Retrieval evidence quality
Inspect chunking, index readiness, and citation quality. Retrieval workspaces depend on the evidence layer staying readable and trustworthy.
Deletion and cleanup
Workspace and document deletion must clean database rows, object storage, wiki pages, and retrieval artifacts according to the workspace mode.
Authors and provenance
When available, authors and provenance should be preserved and displayed. This matters especially for scientific corpora where the value of a claim depends on who made it and where.

Bootstrap

Every WikiLLM workspace starts with AGENTS.md, index.md, and log.md. They define the contract, the catalog, and the chronological journal.

Ingest

Each processed source creates or updates durable pages such as source, topic, entity, and concept pages. The system refreshes index.md and appends to log.md.

Query writeback

Good durable answers can be filed back into the wiki as question or analysis pages instead of disappearing into chat history.

Lint and maintain

The wiki can be health-checked and then repaired through safe maintenance actions such as restoring missing sections, provenance, cross-links, and contradiction notes.

Deployment Models

Cloud EigenVertex now, on-prem path next

The production posture is to keep the backend stateless and keep Postgres, Qdrant, and S3-compatible storage as separate services. This keeps cloud and self-hosted deployment cleaner and makes the split between WikiLLM and Retrieval easier to operate.

Cloud EigenVertex

EigenVertex operates the backend and service dependencies. Teams consume the console and API through API keys, CORS configuration, and provider-level controls.

On-premises / self-host

The client deploys the backend on its own infrastructure and connects it to its own Postgres, Qdrant, and object storage.
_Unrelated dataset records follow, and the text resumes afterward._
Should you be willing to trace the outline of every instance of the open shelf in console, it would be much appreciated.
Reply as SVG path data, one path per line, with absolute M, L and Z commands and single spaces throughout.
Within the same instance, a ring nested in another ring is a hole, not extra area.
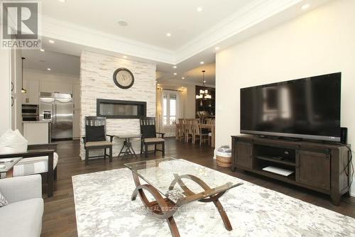
M 254 145 L 254 169 L 258 172 L 268 174 L 268 176 L 283 177 L 288 180 L 295 180 L 296 172 L 296 153 L 295 149 L 268 146 L 264 145 Z M 288 176 L 283 176 L 263 169 L 268 166 L 285 169 L 293 172 Z
M 275 164 L 296 166 L 296 151 L 294 149 L 256 144 L 254 157 L 256 160 Z

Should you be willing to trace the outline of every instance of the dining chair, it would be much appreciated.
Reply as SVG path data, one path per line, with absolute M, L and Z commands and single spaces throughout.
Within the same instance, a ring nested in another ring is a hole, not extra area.
M 206 140 L 209 140 L 208 133 L 206 133 L 203 131 L 202 128 L 200 126 L 200 123 L 198 123 L 196 120 L 193 123 L 193 138 L 192 143 L 196 143 L 196 140 L 199 140 L 200 145 L 202 144 L 202 142 L 204 143 Z
M 192 119 L 188 119 L 186 123 L 186 135 L 185 136 L 185 143 L 188 143 L 190 140 L 190 138 L 191 138 L 191 141 L 192 141 L 193 138 L 194 138 L 194 133 L 193 133 L 193 120 Z
M 85 148 L 85 165 L 89 165 L 89 160 L 93 158 L 108 157 L 109 162 L 112 162 L 112 135 L 106 133 L 106 118 L 97 116 L 85 117 L 85 136 L 82 137 Z M 106 140 L 109 137 L 109 141 Z M 91 150 L 104 149 L 103 155 L 89 156 Z M 109 150 L 107 155 L 106 149 Z
M 144 158 L 148 158 L 148 153 L 153 151 L 156 153 L 157 150 L 161 151 L 162 156 L 165 155 L 165 144 L 164 133 L 157 132 L 155 130 L 155 118 L 148 117 L 140 119 L 141 133 L 142 136 L 141 140 L 141 155 L 143 151 L 144 147 Z M 160 137 L 158 137 L 160 136 Z M 148 150 L 148 147 L 150 145 L 154 145 L 154 150 Z M 161 145 L 161 150 L 157 149 L 157 145 Z

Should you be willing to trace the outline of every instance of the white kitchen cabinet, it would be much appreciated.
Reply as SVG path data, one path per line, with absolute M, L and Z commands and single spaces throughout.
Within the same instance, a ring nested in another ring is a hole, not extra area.
M 42 81 L 40 82 L 40 92 L 72 94 L 72 84 Z
M 72 98 L 74 108 L 80 109 L 80 85 L 79 84 L 72 85 Z
M 40 81 L 36 79 L 23 80 L 26 93 L 23 94 L 23 103 L 38 104 L 40 96 Z
M 50 140 L 50 123 L 43 121 L 24 121 L 23 136 L 28 145 L 47 144 Z

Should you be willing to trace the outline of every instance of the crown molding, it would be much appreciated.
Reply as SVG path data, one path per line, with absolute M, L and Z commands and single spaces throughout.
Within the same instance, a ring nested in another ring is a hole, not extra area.
M 298 4 L 303 0 L 251 0 L 238 11 L 217 23 L 176 50 L 109 34 L 89 28 L 42 16 L 43 36 L 105 51 L 177 65 L 204 50 L 233 39 L 263 21 Z M 237 39 L 237 38 L 236 38 Z
M 183 86 L 203 86 L 202 83 L 197 83 L 194 82 L 189 82 L 186 80 L 179 80 L 179 79 L 164 79 L 164 80 L 158 80 L 157 84 L 160 84 L 163 86 L 166 85 L 180 85 L 180 87 Z M 205 87 L 216 87 L 216 85 L 214 84 L 204 84 Z
M 42 16 L 42 36 L 87 47 L 174 64 L 175 53 L 163 48 L 108 34 L 89 28 Z
M 176 51 L 176 63 L 207 49 L 214 50 L 219 43 L 299 4 L 302 0 L 253 0 L 233 15 L 213 26 Z

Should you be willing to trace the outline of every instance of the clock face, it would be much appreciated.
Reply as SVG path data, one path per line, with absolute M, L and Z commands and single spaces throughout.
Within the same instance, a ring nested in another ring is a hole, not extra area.
M 134 77 L 128 69 L 119 68 L 114 73 L 114 82 L 121 89 L 129 89 L 134 83 Z

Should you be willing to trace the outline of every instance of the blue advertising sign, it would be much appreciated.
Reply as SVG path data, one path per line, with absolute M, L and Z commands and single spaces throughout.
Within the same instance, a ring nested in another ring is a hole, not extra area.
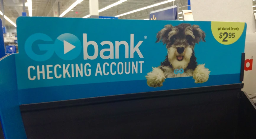
M 21 104 L 240 82 L 244 23 L 102 20 L 18 18 Z
M 16 53 L 16 46 L 14 45 L 9 46 L 6 46 L 6 53 L 11 54 Z
M 175 20 L 177 19 L 177 6 L 167 7 L 150 12 L 149 20 Z
M 22 104 L 241 82 L 245 23 L 25 16 L 16 22 L 19 53 L 0 61 L 5 138 L 27 138 Z
M 100 19 L 118 19 L 118 17 L 114 17 L 111 16 L 100 16 L 99 17 L 99 18 Z

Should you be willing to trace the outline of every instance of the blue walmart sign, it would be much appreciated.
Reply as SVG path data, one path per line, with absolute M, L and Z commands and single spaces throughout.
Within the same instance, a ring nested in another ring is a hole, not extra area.
M 150 12 L 149 20 L 175 20 L 177 19 L 176 6 L 167 7 Z

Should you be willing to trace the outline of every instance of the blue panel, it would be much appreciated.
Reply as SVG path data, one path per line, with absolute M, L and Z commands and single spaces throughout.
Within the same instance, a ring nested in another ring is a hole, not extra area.
M 175 20 L 177 19 L 177 7 L 150 13 L 149 20 Z
M 202 84 L 192 77 L 168 78 L 161 88 L 149 87 L 145 80 L 54 86 L 19 90 L 20 104 L 241 83 L 240 74 L 212 75 Z
M 14 55 L 0 61 L 0 119 L 5 139 L 26 139 L 20 110 Z

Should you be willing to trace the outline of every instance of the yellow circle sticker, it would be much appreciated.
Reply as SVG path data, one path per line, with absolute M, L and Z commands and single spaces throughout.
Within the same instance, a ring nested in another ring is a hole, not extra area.
M 215 39 L 226 45 L 231 44 L 240 38 L 244 28 L 245 23 L 212 21 L 212 32 Z

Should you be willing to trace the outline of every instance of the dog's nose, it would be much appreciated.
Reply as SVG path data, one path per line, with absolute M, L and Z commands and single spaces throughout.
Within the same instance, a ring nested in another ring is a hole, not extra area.
M 184 47 L 178 47 L 177 48 L 177 52 L 179 53 L 181 53 L 184 51 Z

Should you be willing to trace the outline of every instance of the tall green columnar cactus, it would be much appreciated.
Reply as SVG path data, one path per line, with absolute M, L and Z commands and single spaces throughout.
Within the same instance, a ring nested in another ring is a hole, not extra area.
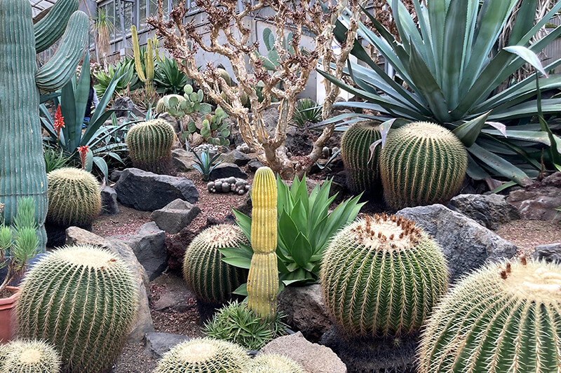
M 467 167 L 464 144 L 442 126 L 401 127 L 389 133 L 380 152 L 386 202 L 396 209 L 445 203 L 458 192 Z
M 557 373 L 561 266 L 492 263 L 464 278 L 426 325 L 419 373 Z
M 380 149 L 370 155 L 370 145 L 381 139 L 378 124 L 365 121 L 354 125 L 341 139 L 341 155 L 346 171 L 346 183 L 353 192 L 374 194 L 381 190 Z
M 383 214 L 333 237 L 320 282 L 331 317 L 346 334 L 396 337 L 419 331 L 446 291 L 448 269 L 414 222 Z
M 83 245 L 50 253 L 22 284 L 18 336 L 53 344 L 65 372 L 104 373 L 136 319 L 137 288 L 126 263 L 107 250 Z
M 173 127 L 161 119 L 139 123 L 128 131 L 126 143 L 135 167 L 155 174 L 172 170 Z
M 0 1 L 0 203 L 11 225 L 21 197 L 32 197 L 44 252 L 47 176 L 43 160 L 39 89 L 61 88 L 86 50 L 90 22 L 78 0 L 59 0 L 34 24 L 28 0 Z M 66 30 L 65 31 L 65 30 Z M 37 69 L 36 53 L 55 42 L 58 50 Z
M 278 268 L 276 258 L 276 181 L 273 171 L 261 167 L 255 172 L 251 224 L 251 258 L 248 276 L 248 305 L 259 316 L 276 314 Z

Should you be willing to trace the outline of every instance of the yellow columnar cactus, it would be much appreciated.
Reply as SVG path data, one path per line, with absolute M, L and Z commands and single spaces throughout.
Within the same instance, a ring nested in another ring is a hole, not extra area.
M 276 181 L 269 167 L 255 172 L 252 192 L 251 246 L 253 257 L 248 278 L 248 304 L 258 315 L 276 314 L 278 293 L 276 239 Z

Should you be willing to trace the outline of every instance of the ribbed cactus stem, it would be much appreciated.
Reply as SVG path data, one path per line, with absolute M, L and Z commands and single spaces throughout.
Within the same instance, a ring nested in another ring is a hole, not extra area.
M 276 314 L 278 293 L 277 190 L 273 171 L 261 167 L 255 172 L 252 192 L 251 259 L 248 277 L 248 304 L 263 318 Z

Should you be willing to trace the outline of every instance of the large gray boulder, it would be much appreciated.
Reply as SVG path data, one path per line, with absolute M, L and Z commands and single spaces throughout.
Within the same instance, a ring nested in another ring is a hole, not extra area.
M 115 183 L 117 199 L 137 210 L 153 211 L 177 199 L 194 204 L 198 191 L 186 178 L 158 175 L 139 169 L 126 169 Z
M 148 295 L 150 293 L 148 275 L 138 262 L 133 249 L 121 240 L 106 239 L 77 227 L 67 229 L 66 235 L 67 245 L 89 244 L 106 248 L 119 255 L 127 263 L 135 276 L 140 295 L 136 321 L 128 335 L 128 339 L 135 343 L 142 342 L 144 335 L 154 332 L 154 328 L 148 300 Z
M 452 280 L 481 267 L 487 260 L 511 258 L 516 246 L 473 219 L 441 204 L 408 207 L 396 215 L 414 220 L 442 249 Z
M 141 226 L 134 234 L 115 239 L 126 239 L 138 261 L 142 265 L 150 281 L 158 277 L 168 267 L 168 253 L 165 251 L 165 232 L 154 222 Z
M 150 215 L 160 229 L 170 234 L 179 233 L 201 213 L 201 209 L 183 199 L 175 199 Z
M 302 366 L 306 373 L 346 373 L 346 367 L 330 349 L 311 343 L 300 332 L 273 339 L 259 353 L 278 353 Z
M 450 200 L 448 208 L 492 230 L 520 218 L 518 209 L 506 202 L 506 197 L 496 194 L 457 195 Z
M 333 323 L 323 302 L 321 286 L 289 286 L 278 295 L 278 309 L 285 321 L 310 341 L 318 342 Z

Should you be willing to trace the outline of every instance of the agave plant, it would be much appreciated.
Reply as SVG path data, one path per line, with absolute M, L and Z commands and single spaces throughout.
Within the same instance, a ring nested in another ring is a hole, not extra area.
M 447 127 L 465 145 L 469 155 L 468 174 L 474 178 L 502 176 L 527 184 L 542 168 L 543 150 L 546 167 L 561 167 L 561 139 L 553 135 L 547 124 L 536 122 L 539 88 L 534 78 L 500 92 L 496 90 L 561 35 L 561 27 L 557 27 L 530 43 L 561 9 L 561 2 L 534 24 L 536 2 L 522 1 L 509 45 L 498 48 L 496 42 L 518 0 L 491 0 L 481 5 L 479 0 L 431 0 L 428 6 L 413 0 L 417 22 L 400 1 L 387 1 L 401 41 L 364 8 L 377 32 L 360 24 L 359 35 L 384 57 L 396 76 L 378 66 L 359 43 L 352 53 L 360 64 L 350 63 L 346 71 L 355 86 L 320 71 L 365 101 L 345 106 L 377 111 L 380 115 L 375 118 L 382 121 L 400 118 L 394 126 L 400 122 L 431 121 Z M 344 17 L 337 24 L 334 32 L 339 41 L 344 39 L 348 22 Z M 560 64 L 561 59 L 553 61 L 545 71 Z M 539 86 L 542 90 L 557 89 L 561 75 L 544 76 Z M 561 111 L 560 99 L 543 99 L 541 104 L 543 114 Z M 342 118 L 334 121 L 337 119 Z
M 278 212 L 276 255 L 278 258 L 280 280 L 284 285 L 316 283 L 323 251 L 331 237 L 355 220 L 363 203 L 362 195 L 342 202 L 332 211 L 329 207 L 337 197 L 330 197 L 331 180 L 327 180 L 308 195 L 306 176 L 295 178 L 289 187 L 277 178 L 277 211 Z M 234 210 L 236 223 L 251 239 L 251 218 Z M 241 248 L 221 248 L 227 263 L 249 268 L 253 250 L 245 245 Z M 245 285 L 236 290 L 243 294 Z

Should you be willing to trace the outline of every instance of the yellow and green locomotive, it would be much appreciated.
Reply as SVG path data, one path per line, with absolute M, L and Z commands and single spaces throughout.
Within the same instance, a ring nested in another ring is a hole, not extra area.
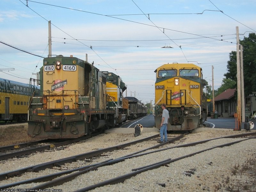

WikiLLM can stay Postgres-centered, while Retrieval keeps its larger evidence stack.

APP_ENV=production
APP_REQUIRE_API_KEY=true
APP_CORS_ALLOW_ORIGINS=https://labs.eigenvertex.com

DATABASE_URL=postgresql+psycopg://eigenvertex:***@postgres:5432/eigenvertex
QDRANT_URL=http://qdrant:6333
S3_ENDPOINT_URL=http://minio:9000
S3_BUCKET=eigenvertex-documents

OPENAI_API_KEY=...
GEMINI_API_KEY=...
MISTRAL_API_KEY=...
LLAMA_API_KEY=...
Design principle

Do not bake Postgres, Qdrant, or object storage into the backend image. They are persistent data services with their own backup, upgrade, and security lifecycle.